I thought everything is over but I was wronged again. He never forgets. He often calls me. We even have skype and facebook. I thought I can’t do this semester. Thank God. God is really faithful with His promises. You’ll just have to trust and have your faith on Him. God did not let the distance conquer our friendship. Instead, He used it to strengthen our trust with each other and ofcourse, to reveal Himself on us more. Everything really happens for a reason.

I asked God for something. I want to see this friend of mine again. To be with him again for one day. A day that we could walk, eat and worship together. I thought God doesn’t want it to happen because everytime we plan, it always turns to be on next time. What I did was to stick on God’s word:

Ecclesiastes 3:11 “… He has made everything beautiful in its time”
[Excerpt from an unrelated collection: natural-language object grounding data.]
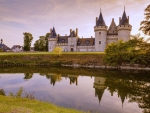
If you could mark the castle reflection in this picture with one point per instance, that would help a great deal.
(134, 88)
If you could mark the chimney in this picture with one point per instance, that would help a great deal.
(76, 31)
(70, 31)
(113, 19)
(96, 19)
(1, 41)
(128, 19)
(50, 30)
(119, 20)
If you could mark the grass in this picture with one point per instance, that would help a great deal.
(23, 105)
(46, 53)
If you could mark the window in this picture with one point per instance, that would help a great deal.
(99, 42)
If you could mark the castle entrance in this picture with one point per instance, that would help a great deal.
(71, 49)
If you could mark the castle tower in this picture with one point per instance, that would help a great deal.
(124, 28)
(112, 33)
(99, 85)
(100, 33)
(52, 40)
(72, 40)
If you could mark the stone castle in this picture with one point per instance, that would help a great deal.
(103, 36)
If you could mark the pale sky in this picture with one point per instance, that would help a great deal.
(38, 16)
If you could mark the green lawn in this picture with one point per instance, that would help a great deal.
(42, 53)
(23, 105)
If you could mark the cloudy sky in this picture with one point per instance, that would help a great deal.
(38, 16)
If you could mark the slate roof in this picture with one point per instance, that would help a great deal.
(73, 34)
(124, 20)
(53, 33)
(62, 39)
(16, 46)
(86, 42)
(112, 29)
(4, 47)
(100, 21)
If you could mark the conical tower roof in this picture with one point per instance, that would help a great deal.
(100, 21)
(113, 28)
(53, 33)
(124, 20)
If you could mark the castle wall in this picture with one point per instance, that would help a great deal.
(124, 32)
(85, 48)
(111, 39)
(72, 43)
(51, 44)
(100, 37)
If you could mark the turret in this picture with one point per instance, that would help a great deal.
(112, 34)
(100, 33)
(72, 40)
(52, 40)
(124, 28)
(99, 85)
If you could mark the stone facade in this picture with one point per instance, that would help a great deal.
(103, 36)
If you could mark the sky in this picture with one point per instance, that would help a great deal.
(39, 16)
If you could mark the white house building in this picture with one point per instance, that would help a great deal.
(17, 48)
(103, 36)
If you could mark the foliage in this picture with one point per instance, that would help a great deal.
(57, 51)
(135, 51)
(27, 41)
(42, 43)
(24, 105)
(145, 24)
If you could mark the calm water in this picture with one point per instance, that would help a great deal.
(83, 89)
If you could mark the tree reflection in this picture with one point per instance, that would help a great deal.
(2, 92)
(28, 76)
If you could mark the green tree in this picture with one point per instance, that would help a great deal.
(57, 51)
(145, 25)
(27, 41)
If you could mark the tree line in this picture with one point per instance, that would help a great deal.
(134, 51)
(40, 45)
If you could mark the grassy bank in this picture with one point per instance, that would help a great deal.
(50, 59)
(23, 105)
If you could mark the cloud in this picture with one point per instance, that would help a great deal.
(38, 16)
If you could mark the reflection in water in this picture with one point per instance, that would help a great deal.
(133, 88)
(99, 85)
(28, 75)
(2, 92)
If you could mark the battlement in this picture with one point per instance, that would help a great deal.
(124, 27)
(100, 28)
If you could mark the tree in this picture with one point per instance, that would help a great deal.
(57, 51)
(42, 43)
(134, 51)
(145, 25)
(27, 41)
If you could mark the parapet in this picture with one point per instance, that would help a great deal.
(124, 27)
(100, 28)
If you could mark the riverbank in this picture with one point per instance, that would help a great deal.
(23, 105)
(67, 59)
(50, 59)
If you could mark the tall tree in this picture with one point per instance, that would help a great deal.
(145, 25)
(27, 41)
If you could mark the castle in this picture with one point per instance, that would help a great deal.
(103, 36)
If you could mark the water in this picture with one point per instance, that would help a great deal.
(101, 91)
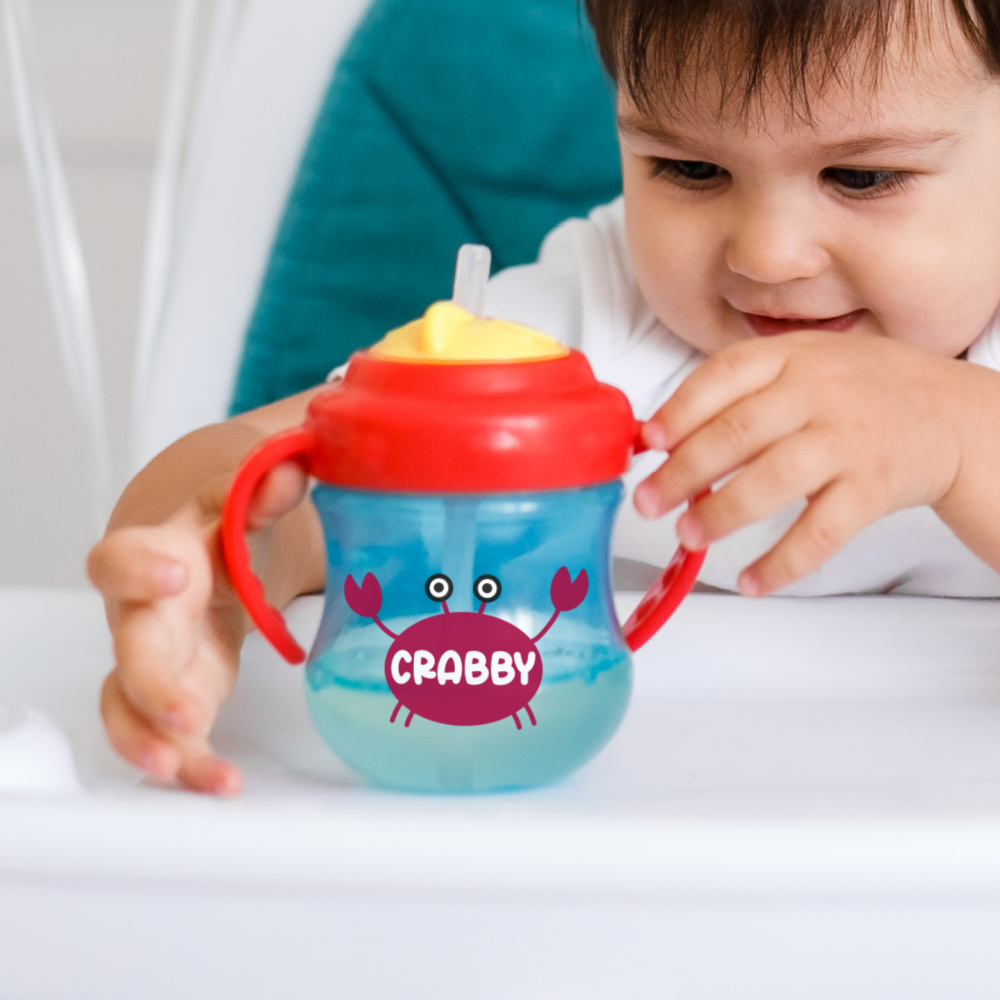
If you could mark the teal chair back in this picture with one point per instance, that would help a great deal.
(445, 122)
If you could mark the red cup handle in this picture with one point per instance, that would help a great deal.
(664, 597)
(291, 444)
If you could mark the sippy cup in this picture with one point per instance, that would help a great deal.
(467, 478)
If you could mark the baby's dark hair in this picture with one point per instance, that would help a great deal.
(658, 49)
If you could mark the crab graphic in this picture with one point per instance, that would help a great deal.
(464, 668)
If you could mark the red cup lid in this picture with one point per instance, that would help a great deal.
(480, 427)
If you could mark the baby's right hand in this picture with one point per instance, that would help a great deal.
(177, 627)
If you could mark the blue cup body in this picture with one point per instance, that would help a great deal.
(521, 539)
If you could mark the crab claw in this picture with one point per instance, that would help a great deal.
(566, 593)
(365, 600)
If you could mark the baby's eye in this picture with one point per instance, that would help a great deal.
(687, 173)
(866, 183)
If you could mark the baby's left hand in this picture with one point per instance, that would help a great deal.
(859, 426)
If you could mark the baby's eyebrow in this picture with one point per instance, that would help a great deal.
(892, 140)
(889, 140)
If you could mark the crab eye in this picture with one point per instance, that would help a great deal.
(438, 587)
(486, 588)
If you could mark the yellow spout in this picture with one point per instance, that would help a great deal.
(447, 333)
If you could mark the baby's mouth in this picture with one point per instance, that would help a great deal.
(770, 326)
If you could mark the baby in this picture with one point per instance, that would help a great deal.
(798, 286)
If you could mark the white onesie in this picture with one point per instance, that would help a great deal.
(583, 291)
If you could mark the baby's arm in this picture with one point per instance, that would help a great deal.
(858, 426)
(177, 624)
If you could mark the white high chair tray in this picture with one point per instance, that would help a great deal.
(803, 802)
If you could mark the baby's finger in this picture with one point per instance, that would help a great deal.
(133, 736)
(733, 438)
(829, 522)
(282, 489)
(151, 656)
(797, 467)
(202, 771)
(723, 379)
(125, 566)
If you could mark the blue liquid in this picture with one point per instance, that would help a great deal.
(522, 539)
(584, 693)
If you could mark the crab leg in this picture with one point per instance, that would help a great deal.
(548, 625)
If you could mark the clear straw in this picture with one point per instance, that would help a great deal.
(472, 271)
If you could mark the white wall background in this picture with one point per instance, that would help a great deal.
(104, 65)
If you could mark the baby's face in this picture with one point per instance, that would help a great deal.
(880, 216)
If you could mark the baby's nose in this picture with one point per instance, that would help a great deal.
(772, 240)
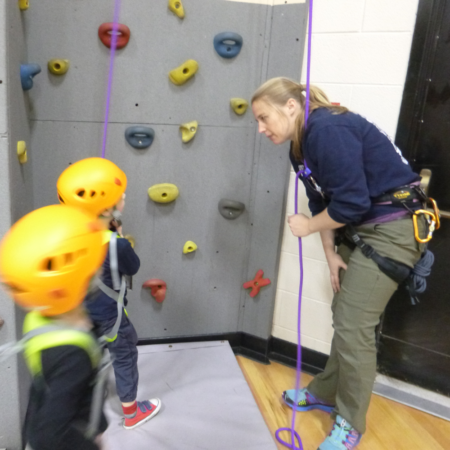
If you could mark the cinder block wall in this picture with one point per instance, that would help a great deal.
(360, 53)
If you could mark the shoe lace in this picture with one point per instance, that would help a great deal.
(345, 434)
(144, 406)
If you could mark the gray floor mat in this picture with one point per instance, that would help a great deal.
(206, 402)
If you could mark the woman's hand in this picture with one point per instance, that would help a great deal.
(299, 225)
(335, 263)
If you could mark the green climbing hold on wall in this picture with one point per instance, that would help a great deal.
(163, 193)
(58, 66)
(177, 8)
(239, 105)
(188, 130)
(183, 73)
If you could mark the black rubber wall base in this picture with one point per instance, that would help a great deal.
(259, 349)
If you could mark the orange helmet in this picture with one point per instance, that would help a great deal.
(48, 258)
(93, 184)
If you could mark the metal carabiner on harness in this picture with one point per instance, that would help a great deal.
(433, 219)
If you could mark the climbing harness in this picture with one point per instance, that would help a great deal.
(405, 197)
(413, 194)
(45, 335)
(118, 285)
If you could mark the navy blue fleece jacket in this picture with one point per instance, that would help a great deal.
(101, 307)
(352, 161)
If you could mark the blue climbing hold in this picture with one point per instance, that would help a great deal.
(228, 44)
(27, 72)
(139, 137)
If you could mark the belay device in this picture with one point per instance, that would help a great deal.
(413, 279)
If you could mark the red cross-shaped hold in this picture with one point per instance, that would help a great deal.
(257, 283)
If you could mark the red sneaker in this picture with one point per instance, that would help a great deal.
(144, 411)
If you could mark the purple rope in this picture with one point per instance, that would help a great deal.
(114, 34)
(294, 434)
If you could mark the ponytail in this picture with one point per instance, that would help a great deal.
(277, 91)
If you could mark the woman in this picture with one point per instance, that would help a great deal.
(352, 163)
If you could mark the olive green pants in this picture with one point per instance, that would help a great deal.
(348, 378)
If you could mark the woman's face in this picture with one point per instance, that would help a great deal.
(278, 124)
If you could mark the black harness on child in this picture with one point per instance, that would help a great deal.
(406, 197)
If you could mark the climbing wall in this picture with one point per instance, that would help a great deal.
(16, 199)
(226, 159)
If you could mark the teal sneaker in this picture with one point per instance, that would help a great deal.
(342, 437)
(305, 401)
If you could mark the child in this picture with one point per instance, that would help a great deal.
(47, 260)
(98, 186)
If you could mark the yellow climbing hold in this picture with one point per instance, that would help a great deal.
(189, 247)
(183, 73)
(177, 8)
(163, 193)
(239, 105)
(188, 130)
(22, 152)
(58, 66)
(23, 5)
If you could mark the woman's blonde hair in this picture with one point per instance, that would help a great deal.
(277, 91)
God has His perfect time. Until that time came last October 14, 2011.
Before the sembreak started, we’ve met again. (:DDDD) He toured me in UPD. I can’t explain how much happiness I had that time. We ate together, walked around the campus… and what really made me glad, we’ve sang praises to God together. Thank you. Thank you Mr. Clyde for not leaving this friendship of ours. You don’t know how much thankful I am to God that I’ve met you. You’ve been so special to me. You’re not just a simple classmate or friend of mine but a brother in faith, a bestfriend. Thank you for making me feels special too. Thank you for being with me always (but not literally. Hihi :> ). You’re an answered prayer from God. I am so blessed to meet you in this big UP. I never thought these things will happen but through this, I have actually seen God’s working hands in my life. Thank you for walking with me in faith. Thank you for pushing me towards God. Thank you for reminding who God is. Hindi ko na alam kung ano pang words yung sasabihin para magpasalamat. J Panget, hot, zac, sam, david A., director, producer, blueberry cheesecake man… Salamat ha. Hope you appreciate this note. I promised to myself kasi na one of these days I will make one for you. To show how much thankful I am. Salamat uleeeeyt :D



Lantern Parade? To be continued… ;)) 

Sunday, November 27, 2011

Patience into life.

Monday, I'm still waiting
Tuesday, I'm still waiting to see, see... see if you are fine
Wednesday you are still not here,
neither in the morning, nor later,
Thursday is also empty,
Friday, Saturday or Sunday, none of the day that I don't miss you,
none of the day that you will come back,
to be in our old days,
the day that I met you,
The day that I was close to you,
the day that we held hands,
the day that I loved you,
the day that I spoke to you,
the day that you listened to me,
how long it will be like this?
I don't know how.
How many months or years?
How many billions of our past memory?
I never don't miss you..

--Crazy little thing called love.

True love can wait. :) if you are decisive to wait for something, go without expecting for any return. Learn to trust God for whatever plan He has :) He is sovereign, above master, the great, a friend and a father. He has His perfect will for his people. I know that God will not leave me alone, will not let me feel alone.. He wants His children to be happy. I love my God..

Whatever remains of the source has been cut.